Quite frankly, unless the ownership structure is made clear, there is a non-zero probability that non-principals that are involved may be unwitting accomplices to a scam. Assuming Zhoutong is an independent actor, he should ask himself whether he received payment for selling full equity where assets are strip-mined and stolen after transfer of the equity stake -- I'd be especially curious if he received a payment relative to the NPV seems a little too good to be true (unless of course, he did not realize that client funds were to be stolen upon ownership transfer). Assuming genjix / Bitcoin Consultancy et al are independent actors, they should be asking hard questions about their relative independent agency with regards to payment distribution and the worth of their association with this and the material risk if the owner is scamming them.

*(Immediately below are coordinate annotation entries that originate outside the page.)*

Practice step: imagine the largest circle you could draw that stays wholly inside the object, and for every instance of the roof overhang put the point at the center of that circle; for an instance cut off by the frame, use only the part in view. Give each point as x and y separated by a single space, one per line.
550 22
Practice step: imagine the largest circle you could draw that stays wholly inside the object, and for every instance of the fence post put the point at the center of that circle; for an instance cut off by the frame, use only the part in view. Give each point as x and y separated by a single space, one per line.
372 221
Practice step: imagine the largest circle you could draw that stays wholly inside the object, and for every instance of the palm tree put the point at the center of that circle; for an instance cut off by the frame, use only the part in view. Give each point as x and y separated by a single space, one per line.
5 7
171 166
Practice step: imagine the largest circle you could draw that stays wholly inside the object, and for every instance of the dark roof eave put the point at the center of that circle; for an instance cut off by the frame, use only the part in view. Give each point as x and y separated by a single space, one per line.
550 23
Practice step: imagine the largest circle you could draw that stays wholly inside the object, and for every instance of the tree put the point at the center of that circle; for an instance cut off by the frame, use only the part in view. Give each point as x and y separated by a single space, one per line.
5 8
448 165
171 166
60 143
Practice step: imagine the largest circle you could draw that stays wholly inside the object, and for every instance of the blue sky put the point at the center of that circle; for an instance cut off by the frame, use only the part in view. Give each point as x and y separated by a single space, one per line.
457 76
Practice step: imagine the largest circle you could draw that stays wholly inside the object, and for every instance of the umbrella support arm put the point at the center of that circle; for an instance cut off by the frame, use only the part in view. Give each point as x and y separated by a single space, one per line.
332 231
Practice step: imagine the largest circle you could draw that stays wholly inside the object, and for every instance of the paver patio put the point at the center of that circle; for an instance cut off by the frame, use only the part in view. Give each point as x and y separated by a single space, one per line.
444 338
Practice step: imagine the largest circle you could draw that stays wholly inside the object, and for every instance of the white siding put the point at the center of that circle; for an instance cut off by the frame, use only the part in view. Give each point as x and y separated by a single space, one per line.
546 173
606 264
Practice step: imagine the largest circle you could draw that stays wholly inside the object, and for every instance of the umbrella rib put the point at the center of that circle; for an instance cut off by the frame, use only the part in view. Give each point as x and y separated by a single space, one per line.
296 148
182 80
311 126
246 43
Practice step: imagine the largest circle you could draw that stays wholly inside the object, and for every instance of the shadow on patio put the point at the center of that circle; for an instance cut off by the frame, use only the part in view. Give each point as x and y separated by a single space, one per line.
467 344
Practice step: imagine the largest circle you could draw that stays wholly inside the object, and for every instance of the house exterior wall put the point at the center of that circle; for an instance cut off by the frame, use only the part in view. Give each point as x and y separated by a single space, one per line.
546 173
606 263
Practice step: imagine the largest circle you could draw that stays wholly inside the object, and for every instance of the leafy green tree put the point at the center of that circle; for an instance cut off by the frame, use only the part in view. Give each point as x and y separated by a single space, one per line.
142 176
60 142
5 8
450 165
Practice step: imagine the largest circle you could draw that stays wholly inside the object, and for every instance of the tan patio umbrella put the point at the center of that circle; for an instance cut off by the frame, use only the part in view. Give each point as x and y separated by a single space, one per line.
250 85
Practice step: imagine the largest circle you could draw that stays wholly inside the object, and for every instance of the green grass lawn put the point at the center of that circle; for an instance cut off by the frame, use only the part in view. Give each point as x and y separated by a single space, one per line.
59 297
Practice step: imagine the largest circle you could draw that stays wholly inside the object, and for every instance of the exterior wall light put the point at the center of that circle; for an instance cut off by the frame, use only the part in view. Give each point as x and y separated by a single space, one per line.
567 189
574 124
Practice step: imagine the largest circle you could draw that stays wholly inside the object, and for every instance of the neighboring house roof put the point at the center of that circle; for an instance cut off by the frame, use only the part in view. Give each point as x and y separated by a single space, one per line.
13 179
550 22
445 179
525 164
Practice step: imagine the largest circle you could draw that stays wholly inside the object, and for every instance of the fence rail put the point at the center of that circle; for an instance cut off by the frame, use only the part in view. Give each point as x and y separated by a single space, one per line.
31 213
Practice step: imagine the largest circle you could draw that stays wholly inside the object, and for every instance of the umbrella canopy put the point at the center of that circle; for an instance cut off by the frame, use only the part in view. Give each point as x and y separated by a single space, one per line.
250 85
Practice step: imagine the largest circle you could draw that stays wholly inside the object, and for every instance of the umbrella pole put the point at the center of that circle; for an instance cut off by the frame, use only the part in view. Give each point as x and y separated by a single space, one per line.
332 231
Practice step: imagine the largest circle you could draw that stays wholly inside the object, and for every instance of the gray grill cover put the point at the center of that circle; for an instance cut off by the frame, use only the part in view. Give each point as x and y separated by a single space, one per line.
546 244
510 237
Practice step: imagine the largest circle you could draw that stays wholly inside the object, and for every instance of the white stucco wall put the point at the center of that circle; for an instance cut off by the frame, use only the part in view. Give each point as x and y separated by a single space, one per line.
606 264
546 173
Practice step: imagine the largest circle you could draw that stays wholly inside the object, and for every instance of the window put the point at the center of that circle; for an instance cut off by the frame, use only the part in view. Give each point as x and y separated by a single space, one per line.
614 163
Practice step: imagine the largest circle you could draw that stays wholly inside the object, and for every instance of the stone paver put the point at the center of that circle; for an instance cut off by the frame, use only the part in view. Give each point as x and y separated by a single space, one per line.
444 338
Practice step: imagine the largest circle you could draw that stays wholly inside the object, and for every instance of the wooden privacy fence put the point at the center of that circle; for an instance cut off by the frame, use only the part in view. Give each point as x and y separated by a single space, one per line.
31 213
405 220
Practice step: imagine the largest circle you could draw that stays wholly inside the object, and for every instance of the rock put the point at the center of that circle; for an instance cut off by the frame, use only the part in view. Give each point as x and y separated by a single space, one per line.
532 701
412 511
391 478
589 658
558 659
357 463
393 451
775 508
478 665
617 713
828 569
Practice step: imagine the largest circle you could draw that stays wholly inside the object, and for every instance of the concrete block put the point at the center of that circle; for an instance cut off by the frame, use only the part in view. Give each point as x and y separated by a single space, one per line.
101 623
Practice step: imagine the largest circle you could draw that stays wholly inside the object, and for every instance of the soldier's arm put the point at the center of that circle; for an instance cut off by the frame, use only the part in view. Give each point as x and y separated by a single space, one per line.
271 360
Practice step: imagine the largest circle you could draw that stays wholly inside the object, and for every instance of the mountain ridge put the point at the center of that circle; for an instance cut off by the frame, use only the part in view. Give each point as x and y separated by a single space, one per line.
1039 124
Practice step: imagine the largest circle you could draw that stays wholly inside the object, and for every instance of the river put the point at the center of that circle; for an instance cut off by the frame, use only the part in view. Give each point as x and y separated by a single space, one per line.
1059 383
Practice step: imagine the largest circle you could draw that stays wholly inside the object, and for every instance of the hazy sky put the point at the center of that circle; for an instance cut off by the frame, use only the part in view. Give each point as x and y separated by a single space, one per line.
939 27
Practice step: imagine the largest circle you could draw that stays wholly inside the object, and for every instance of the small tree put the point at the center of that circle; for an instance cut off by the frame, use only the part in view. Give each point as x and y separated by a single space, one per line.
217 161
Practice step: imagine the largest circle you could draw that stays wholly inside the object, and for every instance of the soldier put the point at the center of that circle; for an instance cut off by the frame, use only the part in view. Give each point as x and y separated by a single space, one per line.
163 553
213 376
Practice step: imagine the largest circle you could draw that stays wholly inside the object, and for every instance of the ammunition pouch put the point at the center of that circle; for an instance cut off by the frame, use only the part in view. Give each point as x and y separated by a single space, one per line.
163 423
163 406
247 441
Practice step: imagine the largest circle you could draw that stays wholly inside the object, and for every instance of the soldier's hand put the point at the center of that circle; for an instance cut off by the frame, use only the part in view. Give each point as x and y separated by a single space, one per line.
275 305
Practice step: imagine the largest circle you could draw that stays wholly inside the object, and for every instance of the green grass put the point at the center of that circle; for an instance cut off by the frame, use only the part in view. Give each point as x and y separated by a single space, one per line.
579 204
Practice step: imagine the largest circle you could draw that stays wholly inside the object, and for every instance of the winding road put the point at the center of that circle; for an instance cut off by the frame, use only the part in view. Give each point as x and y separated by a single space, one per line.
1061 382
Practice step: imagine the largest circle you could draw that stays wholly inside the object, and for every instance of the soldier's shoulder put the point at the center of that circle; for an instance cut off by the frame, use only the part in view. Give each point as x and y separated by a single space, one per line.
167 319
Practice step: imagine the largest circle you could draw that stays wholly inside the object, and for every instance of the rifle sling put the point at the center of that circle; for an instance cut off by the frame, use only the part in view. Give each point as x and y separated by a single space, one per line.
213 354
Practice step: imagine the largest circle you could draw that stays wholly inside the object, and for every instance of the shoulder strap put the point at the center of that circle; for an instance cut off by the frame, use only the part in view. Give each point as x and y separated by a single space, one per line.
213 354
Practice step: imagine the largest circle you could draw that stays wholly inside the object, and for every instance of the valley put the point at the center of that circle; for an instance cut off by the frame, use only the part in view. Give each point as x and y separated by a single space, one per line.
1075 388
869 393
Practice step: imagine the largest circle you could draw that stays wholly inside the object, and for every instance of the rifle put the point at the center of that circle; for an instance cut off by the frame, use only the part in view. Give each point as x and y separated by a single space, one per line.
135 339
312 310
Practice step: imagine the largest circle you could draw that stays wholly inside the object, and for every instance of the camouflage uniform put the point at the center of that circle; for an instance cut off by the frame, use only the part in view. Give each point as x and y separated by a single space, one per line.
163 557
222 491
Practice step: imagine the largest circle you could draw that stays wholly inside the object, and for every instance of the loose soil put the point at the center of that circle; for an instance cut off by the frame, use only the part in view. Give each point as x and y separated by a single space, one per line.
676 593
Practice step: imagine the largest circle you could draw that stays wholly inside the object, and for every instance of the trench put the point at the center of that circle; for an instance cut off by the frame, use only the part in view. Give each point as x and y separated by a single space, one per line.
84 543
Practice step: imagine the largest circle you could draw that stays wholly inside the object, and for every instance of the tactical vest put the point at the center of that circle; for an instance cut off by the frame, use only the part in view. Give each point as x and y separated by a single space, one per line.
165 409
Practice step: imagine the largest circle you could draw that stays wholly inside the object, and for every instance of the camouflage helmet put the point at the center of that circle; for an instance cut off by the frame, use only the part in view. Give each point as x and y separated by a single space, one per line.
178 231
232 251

Storing your lastpass password as an API key in plaintext is beyond bizarre, no one in their right mind would do such a thing. This isn't SQL injection level incompetence we're talking about here, that happens all the time. Using an incredibly important password that gives access to all your online account and placing it in a plain-text API key is a poor excuse and isn't plausible at all.

Last bit of advice: Bitcoinica should put all their USD deposits in a real bank account, with real bankers. You have enough funds to have a personal relationship with a banker that will give you a courtesy call when large withdrawals are made. Mt Gox should consider locking all accounts even remotely associated with Bitcoinica. If they have more funds in other mtgox accounts, they should be locked due to material risks of bitcoinica ownership not acting in good faith.

Waiting far too long to return money plus now a claimed hacking with partial default implies that they needed time to transfer money elsewhere. This is a very serious accusation, but until we have a clear picture on why it is taking so long, who the owners are, and the bizarre use of a master password as a plaintext API key, Occam's Razor says the odds of the owner acting in good faith is not perfect.